The best-case scenario is that I have one or, at most, two chances left to reinvent myself. But I still hope to add a many more interesting chapters to the story of my life. I’m certainly not ready to say goodbye to anything yet.
I’m lucky to have worked in journalism, the profession I love most, for nearly four decades, and it makes me happy to know I’m still useful in my job. I play soccer every Saturday morning. I jog, practice yoga and sometimes beat younger friends in tennis matches (I swear they don’t just let me win 😉 ). I remain fit, and my body and mind still follow instructions.
Because my hair began turning gray when I was 29, it’s been a long time since anyone has referred to me as young.
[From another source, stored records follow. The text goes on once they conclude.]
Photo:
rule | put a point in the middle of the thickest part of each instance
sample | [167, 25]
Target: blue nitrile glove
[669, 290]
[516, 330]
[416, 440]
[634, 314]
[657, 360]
But I work with so many millennials that I hope some of their spirit has rubbed off on me.
My mother has always said that I was a rebel even as a small boy. I abandoned Catholicism early on, as well as a school where priests used to hit us. However, these days I feel as if I’m experiencing a kind of late-life rebelliousness.
Age and experience have provided me with a moral and mental clarity that I didn’t always have. Today it seems absolutely obvious that we have to resist and fight against dictators, racists and corrupt men. I wish I had understood earlier that neutrality, far from being a trait of good journalism, is often an excuse for inaction, which turns people into accomplices of those in power.
The fact that I’m both a journalist and an immigrant has allowed me some useful characteristics at my age. I travel and live lightly; I adapt easily to changes; I’m not attached to things or places. I’m a minimalist. I don’t buy too many things or eat too much. I dress similarly every day. I don’t pretend to be what I am not. Trying to dress like a young person is the easiest way to look old, a famous designer once said. I’ve lived quite an intense life, but I cannot imagine doing it differently.
Years ago in a moment of existential crisis in my teenage years, I jotted down the words “to be” and “to love.” To me, that seemed to be the meaning of life. It might seem simplistic, but that philosophy has worked for me ever since.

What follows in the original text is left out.